Заспорили вятшие едва не до драки. Когда дело кун касаемо, спокойствие трудно сохранить. Однако всё же уговорились на пяти тысячах, хотя все понимали, что и эти будет нелегко собрать. Город в разоре, народ в раздоре.
Посланцы нашли стан князя Михаила на берегу Меты. Он не стал звать их в шатёр, и едва они заговорили о желанном перемирии, как перебил:
– Выдайте мне головой князей Фёдора и Афанасия, тогда и будем говорить.
– Но, Михаил Ярославич, – взмолился Степан Душилович. – Ты же знаешь, что Новгород никогда не выдаёт своих.
– Своих? – усмехнулся Михаил. – С каких это пор Фёдор Ржевский и Афанасий Московский вам своими стали?
– Но они ж сидели в Новгороде, княжили.
– Сидели не на своём месте. На чужом, то бишь на моём. Вот их я и требую. Всё. Разговор кончен. Ступайте.
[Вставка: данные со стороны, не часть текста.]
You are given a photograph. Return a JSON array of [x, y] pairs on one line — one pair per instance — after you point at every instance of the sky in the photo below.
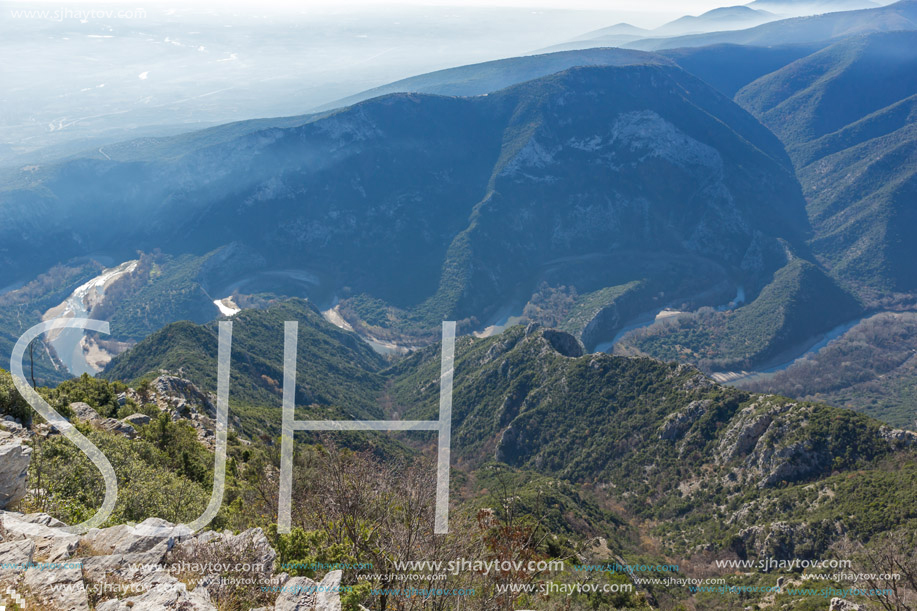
[[685, 7]]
Повернулись новгородские послы, поплелись к коням. Князь окликнул:
– Игнат.
Беек остановился, обернулся к князю.
– Подь на час.
Беек подошёл. Михаил спросил негромко:
– Что там Фёдор с Афанасием делают?
– Город крепят, людей вооружают.
– Ага. Они драться хотят, а вятшие мира просят. Лихо, ничего не скажешь. Ну, как я вас завернул? Правильно?
– Правильно, Михаил Ярославич. Стой на этом, уступят, никуда не денутся.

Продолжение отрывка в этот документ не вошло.